それにより、脳の中の神経伝達物質の出方が安定すると精神状態も安定し、病気をする前のような生活がこなせるようになるわけです。

ところが、この際に副作用で困ることが多いのも事実です。精神科の薬は非常によく効くことも多いのですが、効き方に個人差が大きいのと、不愉快な副作用が多いとよく言われます。個人差はともかく、副作用の中の一部にやむを得ない副作用があることを最後にご説明します。

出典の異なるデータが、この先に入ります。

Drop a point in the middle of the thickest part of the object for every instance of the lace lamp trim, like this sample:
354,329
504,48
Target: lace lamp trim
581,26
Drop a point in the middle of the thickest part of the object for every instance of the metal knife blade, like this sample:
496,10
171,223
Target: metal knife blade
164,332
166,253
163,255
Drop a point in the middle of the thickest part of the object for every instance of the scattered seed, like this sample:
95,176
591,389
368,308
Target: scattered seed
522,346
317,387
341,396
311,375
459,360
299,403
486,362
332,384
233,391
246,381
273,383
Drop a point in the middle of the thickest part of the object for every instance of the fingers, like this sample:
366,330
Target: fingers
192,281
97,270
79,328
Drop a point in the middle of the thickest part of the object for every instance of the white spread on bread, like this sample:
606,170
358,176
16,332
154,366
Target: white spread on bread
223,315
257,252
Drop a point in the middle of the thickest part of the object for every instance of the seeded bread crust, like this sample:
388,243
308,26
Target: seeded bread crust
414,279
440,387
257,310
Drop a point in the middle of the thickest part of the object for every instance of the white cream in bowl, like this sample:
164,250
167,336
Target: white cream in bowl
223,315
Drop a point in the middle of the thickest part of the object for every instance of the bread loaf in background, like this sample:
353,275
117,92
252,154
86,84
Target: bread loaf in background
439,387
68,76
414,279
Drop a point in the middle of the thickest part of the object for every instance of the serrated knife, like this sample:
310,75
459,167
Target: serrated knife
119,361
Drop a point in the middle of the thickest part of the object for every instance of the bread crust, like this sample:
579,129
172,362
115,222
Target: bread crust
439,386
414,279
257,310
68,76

少し、具体的な例を挙げて説明します。統合失調症の時にはドパミンが過剰になります。その際にドパミンを抑える働きのある薬(抗精神病薬と言います)を服んでもらいます。そうすると、ドパミンが過剰に働き、病気を引き起こしている部分のドパミンは正常化します。それにより、病気の症状がおさまり、健康な生活が出来るようになります。ここまでは良いことなのですが、この先があるのです。薬は脳全体に行き渡るので病気の部分以外の神経細胞にも効きます。そうすると、病気以外の部分でドパミンの働きが丁度良かった部分のドパミンを下げてしまうので、今度はそのために手のふるえや筋肉のこわばりなどの副作用が生じたりするのです。
つまり、副作用の一部は、本来の薬の働きが目標とする病的部分だけでなく、他の脳の部分にまで及ぶので生じるということになります。このような副作用は本来の薬の働きそのものであり、薬を脳の一部にだけ行き渡らせるのは極めて難しいのでなかなか克服できない現状です。

今回は少しくどくお話ししましたが、精神科の病気と神経伝達物質の関係、薬と神経伝達物質の関係、副作用と神経伝達物質の関係など治療を受ける際に是非ご理解いただきたいことをお話ししました。ご理解いただければ幸いです。